Searching and Mining Trillions of Time Series Subsequences under Dynamic Time Warping.

Most time series data mining algorithms use similarity search as a core subroutine, and thus the time taken for similarity search is the bottleneck for virtually all time series data mining algorithms. The difficulty of scaling search to large datasets largely explains why most academic work on time series data mining has plateaued at considering a few millions of time series objects, while much of industry and science sits on billions of time series objects waiting to be explored. In this work we show that by using a combination of four novel ideas we can search and mine truly massive time series for the first time. We demonstrate the following extremely unintuitive fact; in large datasets we can exactly search under DTW much more quickly than the current state-of-the-art Euclidean distance search algorithms. We demonstrate our work on the largest set of time series experiments ever attempted. In particular, the largest dataset we consider is larger than the combined size of all of the time series datasets considered in all data mining papers ever published. We show that our ideas allow us to solve higher-level time series data mining problem such as motif discovery and clustering at scales that would otherwise be untenable.
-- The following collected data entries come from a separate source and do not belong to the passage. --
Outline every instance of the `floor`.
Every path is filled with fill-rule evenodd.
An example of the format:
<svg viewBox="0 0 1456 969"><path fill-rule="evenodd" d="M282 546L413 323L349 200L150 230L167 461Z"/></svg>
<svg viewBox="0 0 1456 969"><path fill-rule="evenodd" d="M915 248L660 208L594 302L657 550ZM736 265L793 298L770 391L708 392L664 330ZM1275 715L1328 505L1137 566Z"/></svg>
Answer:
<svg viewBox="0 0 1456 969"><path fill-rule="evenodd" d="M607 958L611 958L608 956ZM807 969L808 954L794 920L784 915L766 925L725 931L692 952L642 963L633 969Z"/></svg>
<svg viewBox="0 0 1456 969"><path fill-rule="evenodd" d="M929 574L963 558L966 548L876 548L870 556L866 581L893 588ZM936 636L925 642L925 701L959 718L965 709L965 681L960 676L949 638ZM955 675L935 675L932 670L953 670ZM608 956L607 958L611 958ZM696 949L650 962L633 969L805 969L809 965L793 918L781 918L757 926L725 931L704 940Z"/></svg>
In addition to mining massive datasets, we will show that our ideas also have implications for real-time monitoring of data streams, allowing us to handle much faster arrival rates and/or use cheaper and lower powered devices than are currently possible.

A disk-aware algorithm for time series motif discovery.
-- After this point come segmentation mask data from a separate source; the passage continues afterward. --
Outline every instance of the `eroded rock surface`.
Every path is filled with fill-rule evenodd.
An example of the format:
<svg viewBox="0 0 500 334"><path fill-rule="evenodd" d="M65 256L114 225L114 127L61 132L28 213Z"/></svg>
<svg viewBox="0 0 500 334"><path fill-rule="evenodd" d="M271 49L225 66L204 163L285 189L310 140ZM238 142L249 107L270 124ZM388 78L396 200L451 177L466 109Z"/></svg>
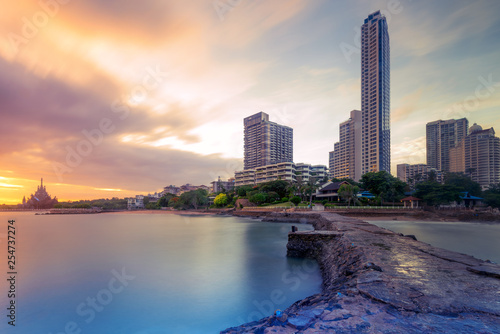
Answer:
<svg viewBox="0 0 500 334"><path fill-rule="evenodd" d="M500 333L500 266L334 213L273 213L308 222L288 255L314 258L323 292L223 333Z"/></svg>

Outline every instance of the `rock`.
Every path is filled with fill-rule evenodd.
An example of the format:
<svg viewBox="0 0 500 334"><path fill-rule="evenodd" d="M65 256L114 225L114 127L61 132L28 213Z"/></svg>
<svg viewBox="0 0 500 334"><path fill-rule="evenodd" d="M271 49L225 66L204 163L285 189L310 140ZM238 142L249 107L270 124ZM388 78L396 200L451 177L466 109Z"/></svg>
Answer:
<svg viewBox="0 0 500 334"><path fill-rule="evenodd" d="M414 236L413 234L407 234L407 235L405 235L405 237L410 238L410 239L413 239L413 240L415 240L415 241L418 241L418 240L417 240L417 237L416 237L416 236Z"/></svg>
<svg viewBox="0 0 500 334"><path fill-rule="evenodd" d="M500 268L496 265L490 265L488 263L474 267L467 267L467 270L479 275L500 278Z"/></svg>
<svg viewBox="0 0 500 334"><path fill-rule="evenodd" d="M298 330L306 329L312 322L312 318L299 315L294 318L288 318L288 323Z"/></svg>
<svg viewBox="0 0 500 334"><path fill-rule="evenodd" d="M293 213L288 255L316 259L322 293L223 333L494 333L500 266L334 213ZM279 216L273 213L274 219ZM355 245L355 246L353 246ZM500 333L500 331L496 331Z"/></svg>

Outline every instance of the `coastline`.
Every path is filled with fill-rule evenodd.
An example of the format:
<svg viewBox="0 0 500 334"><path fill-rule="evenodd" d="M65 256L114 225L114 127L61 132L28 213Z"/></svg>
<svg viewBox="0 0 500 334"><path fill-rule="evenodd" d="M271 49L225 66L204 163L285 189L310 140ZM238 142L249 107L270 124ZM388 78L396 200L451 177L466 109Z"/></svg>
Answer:
<svg viewBox="0 0 500 334"><path fill-rule="evenodd" d="M288 256L316 259L323 288L280 317L221 333L500 332L499 265L335 213L249 216L313 224L289 233Z"/></svg>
Time series motifs are sets of very similar subsequences of a long time series. They are of interest in their own right, and are also used as inputs in several higher-level data mining algorithms including classification, clustering, rule-discovery and summarization. In spite of extensive research in recent years, finding time series motifs exactly in massive databases is an open problem. Previous efforts either found approximate motifs or considered relatively small datasets residing in main memory. In this work, we leverage off previous work on pivot-based indexing to introduce a disk-aware algorithm to find time series motifs exactly in multi-gigabyte databases which contain on the order of tens of millions of time series. We have evaluated our algorithm on datasets from diverse areas including medicine, anthropology, computer networking and image processing and show that we can find interesting and meaningful motifs in datasets that are many orders of magnitude larger than anything considered before.
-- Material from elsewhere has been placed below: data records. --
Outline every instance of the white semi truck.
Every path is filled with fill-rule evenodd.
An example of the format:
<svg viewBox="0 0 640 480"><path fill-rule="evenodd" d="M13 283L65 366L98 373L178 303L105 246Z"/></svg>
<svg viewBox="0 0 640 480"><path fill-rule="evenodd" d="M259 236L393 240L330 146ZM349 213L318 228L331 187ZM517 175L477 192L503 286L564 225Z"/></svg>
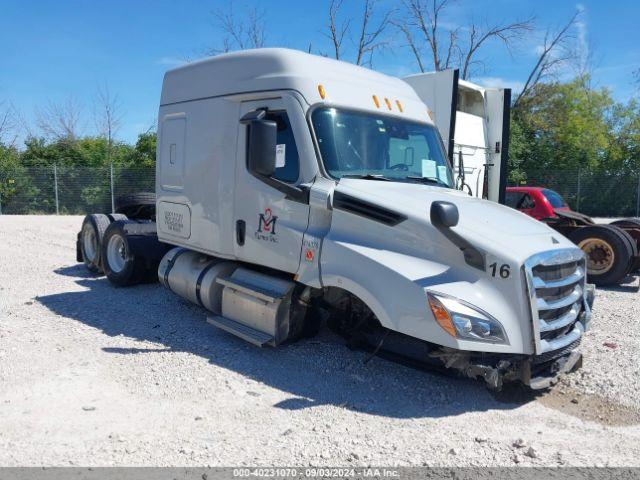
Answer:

Exact Discovery of Time Series Motifs.

Time series motifs are pairs of individual time series, or subsequences of a longer time series, which are very similar to each other. As with their discrete analogues in computational biology, this similarity hints at structure which has been conserved for some reason and may therefore be of interest. Since the formalism of time series motifs in 2002, dozens of researchers have used them for diverse applications in many different domains. Because the obvious algorithm for computing motifs is quadratic in the number of items, more than a dozen approximate algorithms to discover motifs have been proposed in the literature. In this work, for the first time, we show a tractable exact algorithm to find time series motifs. As we shall show through extensive experiments, our algorithm is up to three orders of magnitude faster than brute-force search in large datasets. We further show that our algorithm is fast enough to be used as a subroutine in higher level data mining algorithms for anytime classification, near-duplicate detection and summarization, and we consider detailed case studies in domains as diverse as electroencephalograph interpretation and entomological telemetry data mining.